27/JUL 2026
Jornalista responsável: Marcos Santos

Tarifaço coloca em risco 50% das exportações brasileiras de rochas aos EUA

Publicado em 22 de julho, 2026

Tarifaço coloca em risco 50% das exportações brasileiras de rochas aos EUA

Com o início da sobretaxa de 25% sobre produtos brasileiros nesta quarta-feira (22), o setor de rochas naturais indicou ao governo que a área deve ser uma das principais prejudicadas. A redução das exportações aos Estados Unidos pode passar de 50%. Granitos e mármores são as principais rochas enviadas ao país.

Os Estados Unidos são o principal destino das rochas naturais brasileiras, movimentando US$ 364,3 milhões no primeiro semestre. Isso representou 51,2% de todas as vendas do setor. O valor reflete uma retração nas compras devido às novas tarifas americanas sobre produtos manufaturados, após o setor fechar 2025 faturando US$ 795 milhões.

Para o presidente da Centrorochas, Tales Machado, a nova tarifa altera o ambiente competitivo justamente para parte dos produtos tradicionalmente exportados ao mercado americano.

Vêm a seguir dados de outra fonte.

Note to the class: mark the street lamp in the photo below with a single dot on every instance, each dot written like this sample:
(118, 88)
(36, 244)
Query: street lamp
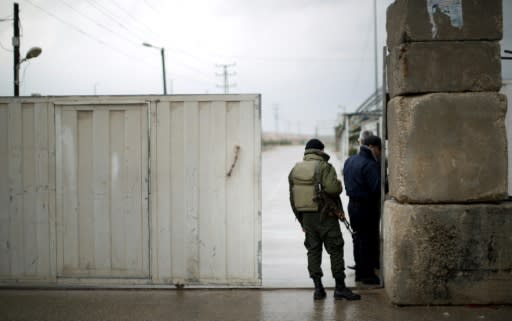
(32, 53)
(162, 52)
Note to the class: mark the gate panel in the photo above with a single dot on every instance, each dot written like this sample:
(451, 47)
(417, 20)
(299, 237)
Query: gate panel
(102, 216)
(208, 223)
(25, 249)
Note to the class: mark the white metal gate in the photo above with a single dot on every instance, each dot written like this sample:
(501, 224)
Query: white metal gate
(130, 190)
(101, 181)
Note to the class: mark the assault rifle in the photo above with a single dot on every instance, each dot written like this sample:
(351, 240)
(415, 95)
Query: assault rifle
(331, 205)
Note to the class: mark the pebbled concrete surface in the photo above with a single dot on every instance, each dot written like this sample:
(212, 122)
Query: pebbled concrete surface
(224, 305)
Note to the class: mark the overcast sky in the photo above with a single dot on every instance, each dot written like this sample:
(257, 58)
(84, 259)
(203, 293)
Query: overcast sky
(311, 58)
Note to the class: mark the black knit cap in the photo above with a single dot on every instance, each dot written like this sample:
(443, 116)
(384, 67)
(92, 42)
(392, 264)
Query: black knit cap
(315, 144)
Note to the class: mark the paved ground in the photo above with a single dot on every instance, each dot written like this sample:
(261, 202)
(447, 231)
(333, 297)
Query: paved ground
(284, 255)
(190, 305)
(284, 265)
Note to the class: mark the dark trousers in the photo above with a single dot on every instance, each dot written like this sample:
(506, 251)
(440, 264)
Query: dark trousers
(364, 218)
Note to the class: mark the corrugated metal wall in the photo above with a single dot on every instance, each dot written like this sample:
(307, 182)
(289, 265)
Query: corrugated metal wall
(102, 175)
(26, 190)
(130, 190)
(213, 235)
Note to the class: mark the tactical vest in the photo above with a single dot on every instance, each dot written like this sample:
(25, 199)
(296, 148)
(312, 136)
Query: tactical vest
(304, 177)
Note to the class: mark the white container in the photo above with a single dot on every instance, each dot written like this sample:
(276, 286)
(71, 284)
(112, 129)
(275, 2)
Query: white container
(130, 190)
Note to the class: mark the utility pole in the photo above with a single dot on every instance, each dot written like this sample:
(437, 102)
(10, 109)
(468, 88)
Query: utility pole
(225, 74)
(376, 73)
(162, 52)
(276, 117)
(16, 46)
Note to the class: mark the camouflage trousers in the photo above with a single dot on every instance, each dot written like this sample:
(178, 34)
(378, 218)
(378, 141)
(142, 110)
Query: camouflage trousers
(320, 232)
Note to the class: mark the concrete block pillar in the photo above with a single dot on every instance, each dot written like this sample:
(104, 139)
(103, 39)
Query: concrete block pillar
(447, 228)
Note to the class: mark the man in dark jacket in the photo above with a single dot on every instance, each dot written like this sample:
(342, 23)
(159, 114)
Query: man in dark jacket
(307, 178)
(361, 174)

“O setor não está diante apenas de uma possível redução nas vendas atuais. Essa nova barreira comercial recai justamente sobre materiais que historicamente movimentaram grandes volumes de exportação e que ainda têm enorme potencial para ampliar a presença brasileira no mercado americano.”

Ministério

A afirmação foi feita durante mais uma rodada de conversas do Ministério do Desenvolvimento, Indústria e Comércio (MDIC) com os setores afetados. A reunião contou com a participação de representantes do Ministério da Fazenda e do vice-presidente Geraldo Alckmin.

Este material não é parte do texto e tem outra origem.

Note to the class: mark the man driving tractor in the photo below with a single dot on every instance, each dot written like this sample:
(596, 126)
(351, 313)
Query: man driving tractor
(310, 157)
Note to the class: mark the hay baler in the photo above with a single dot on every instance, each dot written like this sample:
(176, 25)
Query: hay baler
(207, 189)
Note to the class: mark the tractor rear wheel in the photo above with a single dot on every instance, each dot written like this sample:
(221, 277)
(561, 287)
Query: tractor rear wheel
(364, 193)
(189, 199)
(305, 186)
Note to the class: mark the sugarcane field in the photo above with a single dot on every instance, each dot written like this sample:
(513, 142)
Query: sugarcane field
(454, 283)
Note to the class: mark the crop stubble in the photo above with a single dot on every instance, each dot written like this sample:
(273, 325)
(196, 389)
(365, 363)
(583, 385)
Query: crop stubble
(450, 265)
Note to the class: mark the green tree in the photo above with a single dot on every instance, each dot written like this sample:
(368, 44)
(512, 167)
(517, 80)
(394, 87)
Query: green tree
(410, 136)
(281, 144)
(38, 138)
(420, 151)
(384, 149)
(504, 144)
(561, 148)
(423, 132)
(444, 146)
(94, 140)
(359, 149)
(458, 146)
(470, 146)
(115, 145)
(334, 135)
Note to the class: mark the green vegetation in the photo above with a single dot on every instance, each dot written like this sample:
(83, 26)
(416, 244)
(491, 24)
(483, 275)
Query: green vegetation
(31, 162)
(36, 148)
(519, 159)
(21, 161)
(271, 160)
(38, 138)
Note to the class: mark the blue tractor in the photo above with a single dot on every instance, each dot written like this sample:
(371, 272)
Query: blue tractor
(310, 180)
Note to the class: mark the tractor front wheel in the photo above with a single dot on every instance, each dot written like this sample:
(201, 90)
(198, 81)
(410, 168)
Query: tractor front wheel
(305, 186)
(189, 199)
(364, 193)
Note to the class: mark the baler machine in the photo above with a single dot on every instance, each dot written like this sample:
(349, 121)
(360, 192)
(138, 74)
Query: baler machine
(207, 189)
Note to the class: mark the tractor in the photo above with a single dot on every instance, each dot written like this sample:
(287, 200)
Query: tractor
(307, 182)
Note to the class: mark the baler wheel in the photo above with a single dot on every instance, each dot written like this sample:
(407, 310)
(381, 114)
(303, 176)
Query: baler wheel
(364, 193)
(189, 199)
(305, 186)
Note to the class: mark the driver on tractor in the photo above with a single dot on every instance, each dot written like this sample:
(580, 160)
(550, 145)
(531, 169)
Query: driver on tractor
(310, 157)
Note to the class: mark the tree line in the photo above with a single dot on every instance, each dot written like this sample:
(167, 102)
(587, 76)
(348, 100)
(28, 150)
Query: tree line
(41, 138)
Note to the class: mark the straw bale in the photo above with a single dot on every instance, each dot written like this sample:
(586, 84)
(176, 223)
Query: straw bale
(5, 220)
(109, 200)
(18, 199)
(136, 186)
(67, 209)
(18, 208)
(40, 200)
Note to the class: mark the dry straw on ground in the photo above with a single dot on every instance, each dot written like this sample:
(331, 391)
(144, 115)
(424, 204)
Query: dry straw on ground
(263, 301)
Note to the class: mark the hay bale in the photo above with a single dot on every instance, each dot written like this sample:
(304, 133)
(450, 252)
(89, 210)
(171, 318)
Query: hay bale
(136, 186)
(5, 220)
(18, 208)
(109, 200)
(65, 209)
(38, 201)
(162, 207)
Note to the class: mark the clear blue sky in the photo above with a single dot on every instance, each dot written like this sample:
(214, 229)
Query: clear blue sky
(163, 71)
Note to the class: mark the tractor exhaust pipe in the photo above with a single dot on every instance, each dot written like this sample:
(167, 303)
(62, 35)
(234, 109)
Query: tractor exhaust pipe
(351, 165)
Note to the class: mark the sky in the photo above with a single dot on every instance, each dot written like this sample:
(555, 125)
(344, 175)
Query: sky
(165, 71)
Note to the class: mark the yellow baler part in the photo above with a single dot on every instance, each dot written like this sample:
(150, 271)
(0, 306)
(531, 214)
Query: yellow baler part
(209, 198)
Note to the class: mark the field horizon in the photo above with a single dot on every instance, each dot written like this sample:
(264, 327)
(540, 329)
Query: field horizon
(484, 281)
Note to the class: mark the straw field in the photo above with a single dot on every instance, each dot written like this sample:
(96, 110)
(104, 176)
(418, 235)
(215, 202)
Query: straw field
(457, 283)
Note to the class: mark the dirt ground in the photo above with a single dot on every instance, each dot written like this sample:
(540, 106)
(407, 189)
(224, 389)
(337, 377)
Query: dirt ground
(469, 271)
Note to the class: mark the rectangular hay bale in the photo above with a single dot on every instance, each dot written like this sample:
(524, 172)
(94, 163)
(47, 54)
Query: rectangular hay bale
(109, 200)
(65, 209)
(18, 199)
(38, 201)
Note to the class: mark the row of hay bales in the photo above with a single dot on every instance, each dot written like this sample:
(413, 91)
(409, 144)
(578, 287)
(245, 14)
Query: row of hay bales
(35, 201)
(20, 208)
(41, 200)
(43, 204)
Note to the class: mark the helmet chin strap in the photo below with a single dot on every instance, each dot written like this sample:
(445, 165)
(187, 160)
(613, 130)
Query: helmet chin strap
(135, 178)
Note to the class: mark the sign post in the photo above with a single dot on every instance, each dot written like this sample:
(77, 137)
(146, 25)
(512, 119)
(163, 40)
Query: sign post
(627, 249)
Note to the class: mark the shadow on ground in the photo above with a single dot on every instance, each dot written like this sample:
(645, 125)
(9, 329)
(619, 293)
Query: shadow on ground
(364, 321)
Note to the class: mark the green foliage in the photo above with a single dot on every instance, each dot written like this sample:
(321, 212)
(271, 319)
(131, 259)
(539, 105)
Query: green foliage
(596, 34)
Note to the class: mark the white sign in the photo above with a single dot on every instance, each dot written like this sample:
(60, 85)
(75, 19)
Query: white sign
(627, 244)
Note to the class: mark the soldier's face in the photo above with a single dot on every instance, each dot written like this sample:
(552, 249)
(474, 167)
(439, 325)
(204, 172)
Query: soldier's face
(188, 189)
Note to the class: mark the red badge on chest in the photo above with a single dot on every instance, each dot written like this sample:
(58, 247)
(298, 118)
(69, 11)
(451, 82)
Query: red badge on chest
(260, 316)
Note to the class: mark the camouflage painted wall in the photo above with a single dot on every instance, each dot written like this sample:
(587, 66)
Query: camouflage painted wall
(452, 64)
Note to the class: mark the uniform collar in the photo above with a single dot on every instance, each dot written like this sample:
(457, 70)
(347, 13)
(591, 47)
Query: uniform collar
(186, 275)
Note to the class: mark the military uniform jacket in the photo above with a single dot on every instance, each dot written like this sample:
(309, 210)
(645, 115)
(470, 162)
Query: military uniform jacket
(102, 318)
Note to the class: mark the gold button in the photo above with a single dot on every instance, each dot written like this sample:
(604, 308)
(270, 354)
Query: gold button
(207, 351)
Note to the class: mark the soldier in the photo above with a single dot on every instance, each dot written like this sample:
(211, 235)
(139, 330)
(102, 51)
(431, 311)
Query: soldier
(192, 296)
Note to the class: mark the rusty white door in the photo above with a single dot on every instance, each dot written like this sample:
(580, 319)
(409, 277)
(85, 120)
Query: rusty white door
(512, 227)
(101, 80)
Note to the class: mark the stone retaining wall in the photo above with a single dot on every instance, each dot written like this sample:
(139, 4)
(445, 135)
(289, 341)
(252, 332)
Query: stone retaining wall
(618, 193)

De acordo com a Associação Brasileira de Rochas Naturais, a aplicação da tarifa ameaça uma cadeia produtiva composta por mais de 200 empresas exportadoras e cerca de 480 mil empregos diretos e indiretos.

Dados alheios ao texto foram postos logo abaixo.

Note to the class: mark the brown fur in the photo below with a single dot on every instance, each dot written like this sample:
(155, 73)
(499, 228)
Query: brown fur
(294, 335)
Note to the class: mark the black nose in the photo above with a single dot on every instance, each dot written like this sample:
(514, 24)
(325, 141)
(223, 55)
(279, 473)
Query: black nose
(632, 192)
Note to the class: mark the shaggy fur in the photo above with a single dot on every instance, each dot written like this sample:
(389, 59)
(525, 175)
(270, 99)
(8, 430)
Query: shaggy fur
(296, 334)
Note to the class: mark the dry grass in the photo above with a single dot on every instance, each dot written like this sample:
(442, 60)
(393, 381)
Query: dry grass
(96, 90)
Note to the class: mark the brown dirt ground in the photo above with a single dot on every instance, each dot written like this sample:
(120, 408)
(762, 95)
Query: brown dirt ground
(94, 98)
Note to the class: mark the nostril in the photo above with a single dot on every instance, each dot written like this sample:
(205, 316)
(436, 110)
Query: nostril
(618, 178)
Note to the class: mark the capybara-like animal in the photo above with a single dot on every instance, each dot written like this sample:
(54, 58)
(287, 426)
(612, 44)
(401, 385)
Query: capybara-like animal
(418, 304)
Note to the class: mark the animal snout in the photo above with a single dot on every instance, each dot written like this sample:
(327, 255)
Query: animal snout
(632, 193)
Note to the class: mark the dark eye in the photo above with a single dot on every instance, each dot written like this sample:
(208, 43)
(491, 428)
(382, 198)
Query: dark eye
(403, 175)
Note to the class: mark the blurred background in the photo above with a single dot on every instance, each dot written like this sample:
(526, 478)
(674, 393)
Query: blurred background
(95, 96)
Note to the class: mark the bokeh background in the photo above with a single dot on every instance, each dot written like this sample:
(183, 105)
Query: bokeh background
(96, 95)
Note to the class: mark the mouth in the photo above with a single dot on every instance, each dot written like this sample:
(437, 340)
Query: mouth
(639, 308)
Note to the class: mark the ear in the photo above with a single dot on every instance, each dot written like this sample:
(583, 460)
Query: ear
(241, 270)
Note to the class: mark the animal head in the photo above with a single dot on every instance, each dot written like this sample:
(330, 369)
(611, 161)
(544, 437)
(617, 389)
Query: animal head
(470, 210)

O setor mantém diálogo constante com o governo, visando reduzir os impactos do tarifaço e fortalecer a competitividade das empresas brasileiras no mercado internacional.

“Recebemos com otimismo as sinalizações do governo e a expectativa sobre o plano ‘Brasil Soberano’, cujas medidas de apoio e desoneração devem ser anunciadas em breve. Acreditamos que tais ações, se implementadas, serão fundamentais para proteger o setor, evitar a queda na demanda observada no ano passado e preservar a saúde financeira das empresas que compõem essa cadeia produtiva vital para a economia brasileira”, afirmou o presidente da Centrorochas, Tales Machado.

Governo Federal

Na reunião de hoje, o setor solicitou ao governo federal a retomada do “Programa Reintegra” — que funciona como um cashback tributário, devolvendo parte dos impostos pagos ao longo da cadeia produtiva de produtos exportados — e a possibilidade de postergação por 120 dias do pagamento de tributos federais.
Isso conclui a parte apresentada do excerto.